A Diet Fortified with Anthocyanin-Rich Extract (RED) Reduces Ileal Inflammation in a Senescence-Prone Mice Model of Crohn's-Disease-like Ileitis

Abstract

SAMP mice develop progressive Crohn's disease (CD)-like ileitis without spontaneous colitis that worsens over time without chemical, genetic, or immunological manipulation. Even growing in an identical vivarium and fed with the same diet, SAMP mice reveal a distinct fecal microbiome, metabolome, and lipidome profile compared to AKR mice, their non-inflamed parental control strain. Differences are already present in 5-week-old mice, with a tendency to increase in 15-week-old mice. SAMP and AKR mice metabolome and lipidome profiles were substantially different, belonging to two clusters in line with the progression of intestinal disease. Similarly, the 16S analysis confirmed differences between 15-week-old AKR and SAMP mice. The protective role of dietary polyphenols has been documented in inflammatory bowel diseases (IBD); thus, we supplemented the chow diet with an anthocyanin-rich extract (RED) to evaluate disease reduction in SAMP mice and changes in fecal microbiota/metabolome. Our data reveal that 10-week supplementation with anthocyanin-rich extract ameliorated disease severity in SAMP mice despite limited fecal microbiota/metabolome differences.

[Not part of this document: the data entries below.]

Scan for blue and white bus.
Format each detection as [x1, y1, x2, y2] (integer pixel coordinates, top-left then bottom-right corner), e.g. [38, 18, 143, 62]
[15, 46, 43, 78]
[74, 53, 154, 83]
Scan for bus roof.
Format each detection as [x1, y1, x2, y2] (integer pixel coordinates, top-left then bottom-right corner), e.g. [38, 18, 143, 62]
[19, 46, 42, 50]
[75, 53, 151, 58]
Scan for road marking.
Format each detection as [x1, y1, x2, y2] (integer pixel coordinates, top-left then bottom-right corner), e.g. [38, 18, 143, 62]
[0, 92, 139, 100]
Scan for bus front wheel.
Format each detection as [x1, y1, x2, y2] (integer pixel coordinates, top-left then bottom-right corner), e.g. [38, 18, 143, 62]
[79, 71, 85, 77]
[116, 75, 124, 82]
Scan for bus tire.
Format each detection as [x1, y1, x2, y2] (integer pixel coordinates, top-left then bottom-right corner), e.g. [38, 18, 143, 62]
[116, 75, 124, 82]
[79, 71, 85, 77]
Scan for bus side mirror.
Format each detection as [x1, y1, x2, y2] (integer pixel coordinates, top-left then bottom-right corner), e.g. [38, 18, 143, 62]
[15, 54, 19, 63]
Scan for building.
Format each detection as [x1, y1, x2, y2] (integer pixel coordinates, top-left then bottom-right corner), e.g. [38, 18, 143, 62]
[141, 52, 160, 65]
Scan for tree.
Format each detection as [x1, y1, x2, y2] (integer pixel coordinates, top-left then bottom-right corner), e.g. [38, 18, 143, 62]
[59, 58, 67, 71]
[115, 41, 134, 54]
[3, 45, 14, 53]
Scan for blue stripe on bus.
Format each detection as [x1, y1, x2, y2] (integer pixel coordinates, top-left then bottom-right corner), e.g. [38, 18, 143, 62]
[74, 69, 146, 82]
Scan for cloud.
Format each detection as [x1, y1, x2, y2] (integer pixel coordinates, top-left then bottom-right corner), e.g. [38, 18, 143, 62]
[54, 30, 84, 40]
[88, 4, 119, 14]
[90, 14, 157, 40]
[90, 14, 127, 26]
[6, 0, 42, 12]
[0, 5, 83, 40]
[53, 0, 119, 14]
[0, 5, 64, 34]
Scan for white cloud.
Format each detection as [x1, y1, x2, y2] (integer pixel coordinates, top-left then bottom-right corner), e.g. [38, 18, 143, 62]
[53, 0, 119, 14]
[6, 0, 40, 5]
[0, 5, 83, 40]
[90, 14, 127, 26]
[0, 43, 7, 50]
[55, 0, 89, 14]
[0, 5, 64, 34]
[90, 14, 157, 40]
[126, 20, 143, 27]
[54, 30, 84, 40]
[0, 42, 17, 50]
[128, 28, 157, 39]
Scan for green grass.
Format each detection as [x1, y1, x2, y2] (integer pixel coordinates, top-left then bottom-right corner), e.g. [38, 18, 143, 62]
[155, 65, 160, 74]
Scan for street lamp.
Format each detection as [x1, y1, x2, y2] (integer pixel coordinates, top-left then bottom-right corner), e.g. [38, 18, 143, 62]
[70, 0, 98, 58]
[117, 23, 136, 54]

Keywords: Crohn’s disease; adjuvant therapy; metabolome; microbiota; polyphenols.

Figure 1

Shannon index and PCA plot for 5-week-old SAMP and AKR mice (A). Stacked bar plots for representative genera in AKR and SAMP mice (B). Dot plots for the significant genera found in 5-week-old AKR and SAMP mice (C,D) (* p-value < 0.05, ** p-value < 0.005, *** p-value < 0.001, and **** p-value < 0.0001). Data expressed as mean ± SEM (n = 16).

Figure 2

Shannon index and PCA plot for 15-week-old SAMP and AKR mice (A). Stacked bar plots for representative genera in the two strains (B). Dot plots for the significant genera found in 15-week-old SAMP and AKR mice (C,D) (* p-value < 0.05, *** p-value < 0.001, and **** p-value < 0.0001). Data expressed as mean ± SEM (n = 3 for AKR and 8 for SAMP mice).

Figure 3

COMDIM score plots for the metabolome and lipidome of 5-week-old SAMP and AKR mice (A,B) and respective heatmaps showing the top 50 significantly modulated metabolites and lipids (p-value < 0.05) (C,D).

Figure 4

Quantitative enrichment analysis (QEA) overview presenting the top 25 related metabolic pathways ranked according to the fold enrichment p-value.

Figure 5

In vivo treatment of SAMP and AKR mice with RED. Five-week-old SAMP mice were administered with RED powder (53 mg/kg) or vehicle for 70 days; AKR mice were used as parental controls for each condition. Weight was measured each week for all the treatment (10 weeks) in AKR (A) and SAMP (B) mice. Representative H&E-stained ilea from AKR (left panel) and SAMP (right panel) mice treated with vehicle (top row) or RED (top row) (C). Inflammatory score of ileal inflammation (D) and colon inflammation (E) was calculated for all the experimental groups, as well as colon length/BW (F) and colon weight/BW (G) ratio percentage measured at the time of sacrifice, and TLOs count (H). Representative TLO stereomicroscopy of RED-treated SAMP mice and its respective H&E (I). Magnification: 10×. Abbreviation: BW: body weight. (* p-value < 0.05 and ** p-value < 0.005). Data expressed as mean ± SEM (n = 3 for AKR vehicle, 4 SAMP vehicle, 8 AKR RED, and 8 SAMP RED).

Figure 6

Shannon index and PCA plot for 15-week-old AKR and SAMP mice after RED treatment (A). Stacked bar plots for representative genera in the two strains (B). Dot plots for the significant genera modulated by RED treatment in 15-week-old SAMP and AKR mice (C,D) (* p-value < 0.05 and ** p-value < 0.005). Data expressed as mean ± SEM (n = 3 for AKR vehicle, 4 SAMP vehicle, 8 AKR RED, and 8 SAMP RED).